Economia & Mercado
Publicado em 19/08/2026, às 07h00 - Atualizado às 07h04 Divulgação Redação Bnews
A Casas Bahia demitiu 3 mil funcionários e apresentou um plano de recuperação judicial que pode adiar por até três anos o pagamento de parte das rescisões trabalhistas. A proposta também prevê a possibilidade de redução dos valores devidos aos ex-funcionários, mediante aprovação em assembleia de credores trabalhistas.
O plano inclui a prorrogação de dívidas trabalhistas. Pela legislação de recuperação judicial, os salários atrasados dos últimos três meses devem ser pagos em até 30 dias e sem desconto, com limite de cinco salários mínimos, equivalente a R$ 8.105 por trabalhador.
Outras verbas podem ser quitadas em até um ano. Nessa regra entram o excedente salarial, a multa de 40% do Fundo de Garantia do Tempo de Serviço (FGTS), o aviso-prévio, o 13º salário e as férias.
A empresa pode propor descontos sobre os valores devidos. Para isso, a medida precisa ser aprovada pela maioria simples dos trabalhadores presentes na assembleia geral de credores trabalhistas.

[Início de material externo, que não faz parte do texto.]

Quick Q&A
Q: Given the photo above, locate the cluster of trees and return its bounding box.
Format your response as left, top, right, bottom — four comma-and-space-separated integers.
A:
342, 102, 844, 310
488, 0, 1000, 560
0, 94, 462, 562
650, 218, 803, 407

Caso não haja desconto, a companhia pode pedir um prazo maior em condições específicas. Se houver garantia de pagamento, a legislação permite a prorrogação por mais dois anos do valor excedente.
O plano prevê ainda que os valores sejam corrigidos e tenham juros.
Paulo Renato Fernandes, professor de Direito do Trabalho da Fundação Getulio Vargas (FGV), orienta os ex-funcionários a acompanhar o processo e conferir os dados. Segundo ele, caso os credores não cheguem a um acordo, a empresa pode falir, o que dificulta os pagamentos.
Guilherme Feliciano, professor de Direito do Trabalho da Universidade de São Paulo (USP), afirma que existe prioridade de pagamento para parte dos credores. Segundo ele, ex-funcionários com até 150 salários mínimos têm prioridade.
Feliciano também afirmou que os trabalhadores demitidos após a aceitação da recuperação judicial não entram nessas regras. Segundo o professor, esses trabalhadores podem cobrar os valores na Justiça do Trabalho.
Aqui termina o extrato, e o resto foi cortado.